The main benefit of Diffusion Forcing in video generation should be long video generation beyond training length. Therefore, it doesn’t matter if the full-sequence diffusion models perform better within the training length. The author should compare the method that directly combines autoregressive and full-sequence diffusion models to show the superiority of Diffusion Forcing in long video generation.

To sum up, I think the author’s experiment on the video generation task is not sufficient. Indeed, half the paper focuses on decision-making tasks, not just video generation tasks. I believe Diffusion Forcing will mitigate the degradation in long video generation. We may see better long video diffusion models using Diffusion Forcing by large companies. But the fundamental problem with long video generation is the loss of memory, an essential issue that Diffusion Forcing cannot solve.

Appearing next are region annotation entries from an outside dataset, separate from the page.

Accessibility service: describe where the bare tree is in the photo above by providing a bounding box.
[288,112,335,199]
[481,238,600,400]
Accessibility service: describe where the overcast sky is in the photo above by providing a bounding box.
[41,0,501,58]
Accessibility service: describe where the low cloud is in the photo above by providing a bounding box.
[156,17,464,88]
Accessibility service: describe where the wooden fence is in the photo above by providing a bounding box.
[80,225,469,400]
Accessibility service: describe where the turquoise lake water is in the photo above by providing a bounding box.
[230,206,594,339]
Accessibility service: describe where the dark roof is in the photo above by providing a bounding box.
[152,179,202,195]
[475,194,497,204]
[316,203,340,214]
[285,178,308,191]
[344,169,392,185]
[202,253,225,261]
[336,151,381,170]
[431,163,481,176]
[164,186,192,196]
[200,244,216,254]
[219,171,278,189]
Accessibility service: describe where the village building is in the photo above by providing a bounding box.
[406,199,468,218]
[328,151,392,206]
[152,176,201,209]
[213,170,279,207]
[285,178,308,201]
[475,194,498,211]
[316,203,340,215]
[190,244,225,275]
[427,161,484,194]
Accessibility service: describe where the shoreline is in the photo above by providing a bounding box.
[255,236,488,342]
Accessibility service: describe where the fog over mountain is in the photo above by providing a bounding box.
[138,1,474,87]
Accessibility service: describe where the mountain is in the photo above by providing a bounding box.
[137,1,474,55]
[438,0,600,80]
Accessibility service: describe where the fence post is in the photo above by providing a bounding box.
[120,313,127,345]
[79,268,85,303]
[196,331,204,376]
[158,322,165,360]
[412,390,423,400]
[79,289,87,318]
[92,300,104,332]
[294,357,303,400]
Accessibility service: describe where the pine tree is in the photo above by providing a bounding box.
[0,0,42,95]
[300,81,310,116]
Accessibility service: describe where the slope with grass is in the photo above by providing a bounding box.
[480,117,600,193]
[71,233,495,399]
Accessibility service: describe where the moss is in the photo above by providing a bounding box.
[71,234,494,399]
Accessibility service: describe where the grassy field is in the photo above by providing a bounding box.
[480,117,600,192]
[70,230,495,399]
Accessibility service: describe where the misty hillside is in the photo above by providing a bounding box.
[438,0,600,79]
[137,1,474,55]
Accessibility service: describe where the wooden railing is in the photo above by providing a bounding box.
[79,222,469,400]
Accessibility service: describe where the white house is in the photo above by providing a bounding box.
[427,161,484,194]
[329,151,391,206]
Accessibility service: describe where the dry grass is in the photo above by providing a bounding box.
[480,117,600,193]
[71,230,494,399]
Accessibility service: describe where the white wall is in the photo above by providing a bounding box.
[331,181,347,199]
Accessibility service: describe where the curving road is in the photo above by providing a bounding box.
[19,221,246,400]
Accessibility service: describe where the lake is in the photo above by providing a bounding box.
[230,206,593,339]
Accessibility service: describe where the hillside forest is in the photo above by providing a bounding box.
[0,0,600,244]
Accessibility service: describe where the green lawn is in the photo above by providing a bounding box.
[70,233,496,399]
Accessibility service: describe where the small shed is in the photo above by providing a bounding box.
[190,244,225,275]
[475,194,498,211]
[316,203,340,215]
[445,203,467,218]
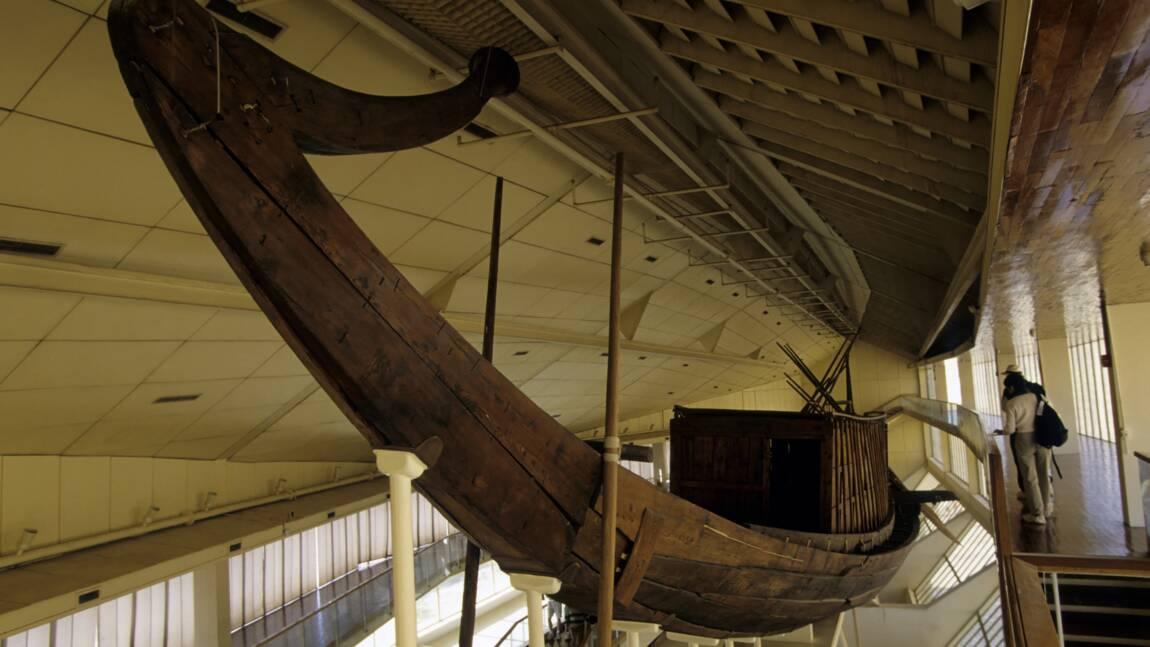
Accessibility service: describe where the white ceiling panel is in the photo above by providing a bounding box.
[439,176,545,232]
[0,0,84,108]
[155,200,207,236]
[252,345,312,377]
[0,425,92,455]
[66,414,199,456]
[156,436,243,461]
[117,229,239,284]
[396,265,447,293]
[215,377,317,410]
[0,340,37,382]
[0,386,132,438]
[148,341,283,382]
[0,341,179,391]
[0,205,147,268]
[229,0,355,70]
[236,422,371,462]
[351,148,483,217]
[191,308,281,341]
[427,130,538,175]
[48,296,216,341]
[343,198,431,259]
[307,153,391,195]
[20,21,152,146]
[104,379,242,421]
[0,113,179,225]
[312,23,439,97]
[495,137,583,193]
[0,286,81,340]
[166,406,279,442]
[391,221,488,271]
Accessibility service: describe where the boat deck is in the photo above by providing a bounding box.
[995,437,1148,556]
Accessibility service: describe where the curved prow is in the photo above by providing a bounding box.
[108,0,519,155]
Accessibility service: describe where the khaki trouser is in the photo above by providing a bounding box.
[1011,433,1055,517]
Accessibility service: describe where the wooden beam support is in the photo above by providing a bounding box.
[621,0,995,113]
[713,89,988,176]
[779,164,978,230]
[615,508,662,607]
[733,0,998,68]
[758,146,978,219]
[743,105,987,195]
[597,153,624,645]
[743,123,986,210]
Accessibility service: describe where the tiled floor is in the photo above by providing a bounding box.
[995,437,1148,556]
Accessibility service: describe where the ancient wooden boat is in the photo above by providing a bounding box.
[108,0,918,637]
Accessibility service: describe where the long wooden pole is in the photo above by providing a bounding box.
[598,153,623,647]
[459,177,503,647]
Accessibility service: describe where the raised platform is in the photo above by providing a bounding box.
[995,437,1148,556]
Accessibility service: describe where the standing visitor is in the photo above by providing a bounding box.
[1003,364,1055,525]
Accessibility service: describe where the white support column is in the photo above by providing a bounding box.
[192,559,231,647]
[667,631,719,647]
[507,573,562,647]
[375,449,427,647]
[611,621,659,647]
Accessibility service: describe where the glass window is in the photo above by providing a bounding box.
[1066,324,1114,442]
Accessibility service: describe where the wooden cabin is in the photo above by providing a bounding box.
[670,407,891,533]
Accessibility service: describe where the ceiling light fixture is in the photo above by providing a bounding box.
[0,238,63,256]
[152,393,202,405]
[140,506,160,527]
[16,527,39,556]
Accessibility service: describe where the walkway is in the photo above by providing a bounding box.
[995,437,1148,556]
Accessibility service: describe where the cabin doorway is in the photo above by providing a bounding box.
[767,438,822,531]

My biggest inspiration from this work is that we always treat videos as complete 3D data, but forget that video can be treated as an image sequence. If the video is treated as 3D data, different frames can only see the information of other frames at the current denoising time through temporal attention. But for sequential data, we can do more design on the dependence of different frames, such as using different denoising levels like this work. I’ve long been thinking of a sequence-generation paradigm that has a stronger sequence dependency: Can we condition the current element with all information (including intermediate denoising outputs and intermediate variables of the denoising network) from all other elements in all denoising steps? This kind of strongly conditioned sequence model may be helpful to the consistency of multi-view generation and video segment generation. Since the generation is conditioned on another denoising process, any edits we make to this denoising process can naturally propagate to the current element. For example, in video generation, if the entire video is conditioned on the denoising process of the first frame, we can edit the first frame by any image editing method based on the diffusion model and propagate the changes to the whole video. Of course, I just provide a general idea, temporarily without considering the details, you are welcome to think in this direction.

One might also wonder if Diffusion Forcing could be extended to model pixel relationships. I don’t think there’s a problem with training at all. The problem is with inference: Diffusion Forcing needs to predefine the denoising schedule table for different elements and timesteps. For sequential data such as video, it is natural that the earlier the frame, the lower the noise level. However, how to define the denoising schedule of different pixels is not trivial.